Levée de l’alerte rouge à Castellón
En visite à Valence, capitale de la région éponyme, le Premier ministre Pedro Sánchez a assuré que l’épisode de mauvais temps n’était « pas terminé » et appelé les habitants de cette région à « rester chez eux » et à « ne pas sortir ».
Il se référait à une « alerte rouge » (niveau d’alerte maximale synonyme de risque extrême) lancée jeudi matin par l’Agence nationale de météorologie (Aemet) pour certaines zones de la province de Castellón, située juste au nord de celle de Valence, où de fortes pluies sont tombées.
L’alerte a toutefois été levée dans l’après-midi, passant à l’orange, ce qui traduit une diminution du danger.
M. Torres a également annoncé que le gouvernement central avait accepté de mettre à la disposition du gouvernement régional « toutes les ressources de l’armée » pour ouvrir des routes et parvenir « dans tous les recoins » de la zone affectée, ce qui laisse entendre que certains villages sont encore coupés du monde.
Il a aussi indiqué que 39 personnes avaient été arrêtées et que « face au pillage et aux délits », les forces de sécurité feraient preuve d’une « fermeté absolue ».
Plus de 1.200 militaires sont déjà déployés sur le terrain, principalement dans la région de Valence, aux côtés de pompiers, policiers et secouristes.
Selon les autorités, des milliers de personnes sont toujours privées d’électricité dans la région.
Nuit de cauchemar
« Je n’aurais jamais pensé vivre ça », a confié Eliu Sánchez, habitant de Sedavi, commune de 10.000 habitants dans la banlieue de Valence, racontant une nuit de cauchemar.
« Nous avons vu un jeune homme dans un terrain vague, réfugié sur le toit de sa voiture », a raconté cet électricien de 32 ans. « Il a essayé de sauter » sur un autre véhicule, mais le courant « l’a emporté ».
Les trains à grande vitesse entre Madrid et Valence, suspendus depuis mercredi, le resteront au moins pour « deux à trois semaines », a indiqué le ministre des Transports, Óscar Puente.
Selon l’Aemet, plus de 300 litres d’eau par mètre carré (soit 30 cm) sont tombés dans la nuit de mardi à mercredi dans plusieurs villes de la région de Valence, avec une pointe à 491 litres/m2 (49,1 cm) dans le petit village de Chiva.
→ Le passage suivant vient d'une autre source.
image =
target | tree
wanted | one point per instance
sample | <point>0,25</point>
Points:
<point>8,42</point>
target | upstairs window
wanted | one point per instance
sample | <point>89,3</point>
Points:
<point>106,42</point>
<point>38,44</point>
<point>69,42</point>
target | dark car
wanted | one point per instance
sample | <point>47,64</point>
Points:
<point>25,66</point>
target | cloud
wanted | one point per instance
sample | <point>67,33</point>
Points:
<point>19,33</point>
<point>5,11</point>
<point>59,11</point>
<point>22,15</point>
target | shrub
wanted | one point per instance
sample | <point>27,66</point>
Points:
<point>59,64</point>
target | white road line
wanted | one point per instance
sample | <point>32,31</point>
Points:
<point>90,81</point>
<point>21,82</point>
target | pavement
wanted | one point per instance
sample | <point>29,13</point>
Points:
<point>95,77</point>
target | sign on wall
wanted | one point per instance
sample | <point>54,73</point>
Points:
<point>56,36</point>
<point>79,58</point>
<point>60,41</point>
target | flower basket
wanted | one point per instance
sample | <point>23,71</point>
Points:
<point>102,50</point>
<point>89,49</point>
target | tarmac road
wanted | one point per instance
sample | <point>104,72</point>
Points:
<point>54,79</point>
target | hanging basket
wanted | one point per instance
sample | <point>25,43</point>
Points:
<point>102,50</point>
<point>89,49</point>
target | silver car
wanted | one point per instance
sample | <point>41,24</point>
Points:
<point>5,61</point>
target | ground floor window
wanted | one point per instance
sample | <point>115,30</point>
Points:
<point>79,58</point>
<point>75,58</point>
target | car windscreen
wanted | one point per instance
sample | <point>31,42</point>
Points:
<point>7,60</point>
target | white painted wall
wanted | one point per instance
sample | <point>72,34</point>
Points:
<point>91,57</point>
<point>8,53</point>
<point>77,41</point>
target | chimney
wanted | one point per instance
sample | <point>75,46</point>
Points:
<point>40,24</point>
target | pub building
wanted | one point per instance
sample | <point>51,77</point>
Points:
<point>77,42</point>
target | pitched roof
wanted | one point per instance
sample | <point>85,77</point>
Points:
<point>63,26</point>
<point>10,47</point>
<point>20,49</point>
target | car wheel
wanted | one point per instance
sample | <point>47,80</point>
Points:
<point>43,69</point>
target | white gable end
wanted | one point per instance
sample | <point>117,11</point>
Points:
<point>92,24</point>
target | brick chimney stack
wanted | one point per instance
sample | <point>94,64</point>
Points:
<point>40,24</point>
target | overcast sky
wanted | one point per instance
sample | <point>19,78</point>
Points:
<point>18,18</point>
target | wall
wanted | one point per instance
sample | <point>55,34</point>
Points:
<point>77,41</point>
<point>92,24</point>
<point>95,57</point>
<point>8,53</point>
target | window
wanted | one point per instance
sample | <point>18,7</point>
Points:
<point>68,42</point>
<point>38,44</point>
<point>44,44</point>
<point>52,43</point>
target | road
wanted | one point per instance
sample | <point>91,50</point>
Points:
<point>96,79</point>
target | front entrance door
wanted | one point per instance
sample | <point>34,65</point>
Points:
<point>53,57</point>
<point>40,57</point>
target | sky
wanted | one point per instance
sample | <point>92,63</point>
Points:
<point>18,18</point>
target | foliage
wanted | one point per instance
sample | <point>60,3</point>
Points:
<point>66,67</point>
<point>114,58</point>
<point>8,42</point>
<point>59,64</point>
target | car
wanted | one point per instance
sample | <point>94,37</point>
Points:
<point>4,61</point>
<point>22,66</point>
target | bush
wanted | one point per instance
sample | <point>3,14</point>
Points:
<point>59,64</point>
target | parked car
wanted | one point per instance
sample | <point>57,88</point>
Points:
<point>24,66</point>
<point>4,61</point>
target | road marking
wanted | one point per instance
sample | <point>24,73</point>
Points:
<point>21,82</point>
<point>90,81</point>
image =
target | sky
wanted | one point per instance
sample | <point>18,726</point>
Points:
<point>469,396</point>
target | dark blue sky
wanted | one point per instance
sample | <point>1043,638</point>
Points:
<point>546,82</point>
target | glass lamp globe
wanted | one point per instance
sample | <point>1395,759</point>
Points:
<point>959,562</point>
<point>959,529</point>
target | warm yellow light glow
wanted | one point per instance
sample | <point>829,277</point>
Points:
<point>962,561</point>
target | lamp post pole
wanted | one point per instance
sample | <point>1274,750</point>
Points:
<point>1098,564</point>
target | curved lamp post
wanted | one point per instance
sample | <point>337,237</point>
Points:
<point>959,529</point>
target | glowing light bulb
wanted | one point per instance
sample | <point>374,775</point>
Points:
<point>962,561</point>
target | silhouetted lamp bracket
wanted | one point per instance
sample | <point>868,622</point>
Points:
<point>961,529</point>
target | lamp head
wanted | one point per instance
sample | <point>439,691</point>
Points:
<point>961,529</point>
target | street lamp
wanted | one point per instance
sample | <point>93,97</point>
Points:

C’est l’équivalent « d’une année de précipitations », a-t-elle précisé.
La région de Valence et la côte méditerranéenne espagnole en général subissent régulièrement, en automne, le phénomène dit de la « gota fria » (la « goutte froide »), une dépression isolée en haute altitude qui provoque des pluies soudaines et extrêmement violentes, parfois pendant plusieurs jours.
Mais le phénomène n’avait jamais atteint une telle ampleur. « La pire goutte froide du siècle », titrait ainsi en première page le quotidien El País.
Dans une première analyse, les scientifiques du World Weather Attribution, un réseau de référence qui étudie le lien entre des phénomènes météorologiques extrêmes et le changement climatique, ont estimé jeudi que « le changement climatique est l’explication la plus probable » à la violence des intempéries en Espagne.
Selon cette analyse, les pluies diluviennes qui ont frappé l’Espagne ont été 12% plus importantes et deux fois plus probables que si le climat ne s’était pas réchauffé.